Every fan has their reasons. I am drawn to the intellectual brutality of the game. I am curious about the individuals who teach and execute leadership. Each year your team must build its team chemistry and execute well enough for 17 games to have a shot at the Super Bowl. For a society that wants everything easy, we are still attracted to the struggle of achieving a goal. In this case, that goal is a championship. Perhaps we hope to see a glimpse of ourselves when we look at Patrick Mahomes, or Isiah Pacheco or Chris Jones. Brock Purdy and Christian McCaffrey look like everyday men who might carry a lunch pail to work in a different life. When men like Travis Kelce start dating billionaires, we want a piece of that pie too. We add it to our daydreams. Don’t say that you didn’t!

Fandom is mercurial. Everyone wants to touch greatness. Few want to do the work necessary to achieve it. Yet, we have no trouble criticizing someone else who is in the arena doing the work.

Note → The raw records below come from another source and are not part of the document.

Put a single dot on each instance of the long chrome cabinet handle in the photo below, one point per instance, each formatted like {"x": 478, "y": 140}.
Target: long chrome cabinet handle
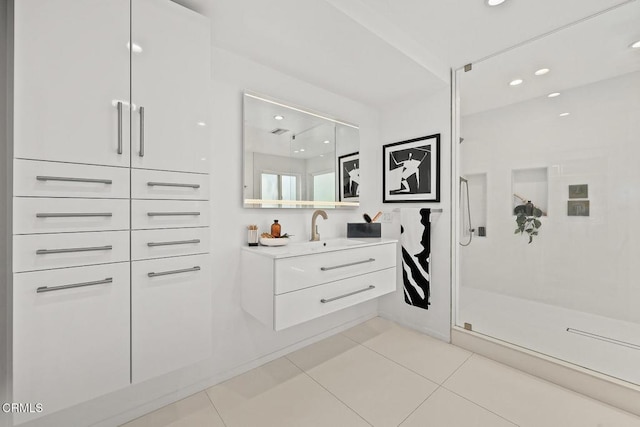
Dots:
{"x": 166, "y": 273}
{"x": 73, "y": 214}
{"x": 177, "y": 242}
{"x": 324, "y": 301}
{"x": 66, "y": 179}
{"x": 141, "y": 132}
{"x": 67, "y": 250}
{"x": 173, "y": 213}
{"x": 347, "y": 265}
{"x": 119, "y": 107}
{"x": 171, "y": 184}
{"x": 73, "y": 285}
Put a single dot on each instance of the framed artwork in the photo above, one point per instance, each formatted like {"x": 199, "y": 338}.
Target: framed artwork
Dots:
{"x": 580, "y": 191}
{"x": 411, "y": 170}
{"x": 349, "y": 177}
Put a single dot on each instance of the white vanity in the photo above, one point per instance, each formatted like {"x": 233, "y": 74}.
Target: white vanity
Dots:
{"x": 288, "y": 285}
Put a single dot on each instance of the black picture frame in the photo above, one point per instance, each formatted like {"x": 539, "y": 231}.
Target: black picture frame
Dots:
{"x": 349, "y": 177}
{"x": 411, "y": 170}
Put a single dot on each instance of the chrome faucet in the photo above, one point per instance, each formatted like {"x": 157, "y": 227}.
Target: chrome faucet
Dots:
{"x": 315, "y": 236}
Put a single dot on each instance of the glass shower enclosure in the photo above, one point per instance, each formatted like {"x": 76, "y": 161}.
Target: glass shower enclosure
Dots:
{"x": 548, "y": 226}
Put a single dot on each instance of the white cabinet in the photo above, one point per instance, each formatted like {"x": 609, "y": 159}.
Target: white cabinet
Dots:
{"x": 171, "y": 314}
{"x": 71, "y": 70}
{"x": 285, "y": 290}
{"x": 84, "y": 196}
{"x": 170, "y": 72}
{"x": 71, "y": 334}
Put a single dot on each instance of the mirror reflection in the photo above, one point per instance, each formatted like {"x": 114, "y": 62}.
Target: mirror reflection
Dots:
{"x": 296, "y": 158}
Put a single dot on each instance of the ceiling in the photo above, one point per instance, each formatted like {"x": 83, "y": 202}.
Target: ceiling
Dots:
{"x": 381, "y": 51}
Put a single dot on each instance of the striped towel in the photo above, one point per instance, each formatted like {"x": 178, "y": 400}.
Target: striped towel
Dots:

We speak and offer opinions as if we own the team. Yet the majority of fans only spend three to five hours a week on the team. Three hours is allocated to game day. The other two hours would be the occasional reading of beat writers or managing their fantasy football teams. This five hours a week of dedicated attention to our chosen team somehow entitles us to have such strong opinions such as fire the play caller.
Each and every coach, player and administrator has a family to support. This is their chosen work. This is their current life path. Yet, none of that matters to the fan. Results are all that matters, as if it were a quarterly report at some corporate job.

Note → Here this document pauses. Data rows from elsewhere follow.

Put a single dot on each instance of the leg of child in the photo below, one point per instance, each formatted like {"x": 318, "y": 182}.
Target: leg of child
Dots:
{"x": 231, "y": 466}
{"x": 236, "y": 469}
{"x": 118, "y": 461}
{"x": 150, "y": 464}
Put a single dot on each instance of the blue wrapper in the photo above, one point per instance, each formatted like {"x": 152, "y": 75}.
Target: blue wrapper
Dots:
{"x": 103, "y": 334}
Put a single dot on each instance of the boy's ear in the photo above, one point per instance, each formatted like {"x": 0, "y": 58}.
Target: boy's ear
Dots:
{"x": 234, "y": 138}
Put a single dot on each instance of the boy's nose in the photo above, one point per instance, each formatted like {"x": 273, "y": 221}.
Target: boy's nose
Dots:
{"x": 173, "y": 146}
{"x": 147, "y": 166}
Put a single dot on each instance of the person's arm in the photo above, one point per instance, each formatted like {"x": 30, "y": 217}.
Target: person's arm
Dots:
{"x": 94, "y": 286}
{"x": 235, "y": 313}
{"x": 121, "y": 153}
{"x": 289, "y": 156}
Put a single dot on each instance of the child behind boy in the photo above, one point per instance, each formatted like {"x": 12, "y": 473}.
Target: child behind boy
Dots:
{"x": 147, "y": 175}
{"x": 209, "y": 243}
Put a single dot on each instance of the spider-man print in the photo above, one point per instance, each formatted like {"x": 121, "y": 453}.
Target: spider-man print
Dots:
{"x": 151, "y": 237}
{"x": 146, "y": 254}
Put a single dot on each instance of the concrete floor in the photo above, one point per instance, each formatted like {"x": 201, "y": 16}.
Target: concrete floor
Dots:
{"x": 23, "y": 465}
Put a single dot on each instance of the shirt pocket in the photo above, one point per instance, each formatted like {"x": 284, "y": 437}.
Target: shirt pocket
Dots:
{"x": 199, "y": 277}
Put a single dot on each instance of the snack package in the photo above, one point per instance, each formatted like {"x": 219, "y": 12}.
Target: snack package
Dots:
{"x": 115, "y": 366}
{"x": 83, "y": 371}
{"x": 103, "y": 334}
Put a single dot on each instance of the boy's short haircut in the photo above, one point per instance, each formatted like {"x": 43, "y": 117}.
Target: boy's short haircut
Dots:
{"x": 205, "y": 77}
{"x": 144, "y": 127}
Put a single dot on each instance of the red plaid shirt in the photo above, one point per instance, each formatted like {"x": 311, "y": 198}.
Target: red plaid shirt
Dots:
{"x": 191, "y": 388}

The advent of technology has made the world smaller. We used to be more locked into our local teams. Maybe we get to go to a game or two every season. That is how I became a Kansas State Wildcat fan. My father would choose a couple games a year and take us. I grew to love the KSU Wildcats and still do though they are not my alma mater.
I was disconnected to the Chiefs in that I never went to a live game, though I watched KSU play at Arrowhead once. However, the Chiefs were on every Sunday so how could you not get to know the team as I grew up in rural Kansas. Yet, I was imbued with a contrarian and mercurial nature by my upbringing. My father taught me to go where everyone isn’t. That is how he achieved success in his business. Growing up, in Kansas, you were either a Chiefs, Broncos or Cowboys fan. I couldn’t stand the Cowboys. I am not sure I can to this day answer why….

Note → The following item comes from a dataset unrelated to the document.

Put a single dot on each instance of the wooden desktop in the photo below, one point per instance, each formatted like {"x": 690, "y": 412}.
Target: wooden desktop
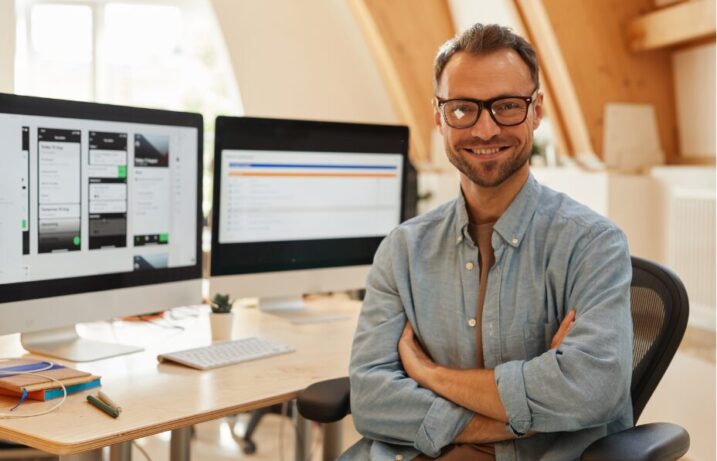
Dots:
{"x": 165, "y": 397}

I think I chose the 49ers first because of the uniforms. Then, I started to study the team and men like Bill Walsh, Jerry Rice and Ronnie Lott intrigued me. Their grit, fire, determination and hard work yielded results. Growing up in rural Kansas, these values resonated with me. Lastly, I always wanted to travel to California. The history of the old west held an allure for me that was weirdly encapsulated by the 49ers.
I have now endured three 49er Super Bowl losses as an adult fan. Two of those losses came at the hands of the Kansas City Chiefs. I admit, that is a hard pill to swallow. In the 90s there were many connections to the two clubs, of which the most famous was Joe Montana. It was easy to root for the Chiefs when Montana was under center. After all, he was a 49er! I have watched the 49ers in four super bowls and unfortunately seen them win one trophy. Watching them lose the Chiefs is bittersweet. I would rather the Chiefs had beaten someone else…

Each year, as a fan, I watch almost all the 49ers’ interviews. I read the articles. I listen to the Coach. After a while, you feel like you get to know the team. Over time, when they hurt, you hurt. You want the best for your chosen ball club. Its inexplicable because you really don’t know them….but I guess that is fandom too.
So, as a fan of the losing club, where do you go from here? How do you process it? How much emotional investment do you have in this crazed fandom? I honestly don’t know. There is an emotional numbness that seems to come from watching three Super Bowl losses. I hope I never become apathetic…but I think I will be taking a break from the game for a while.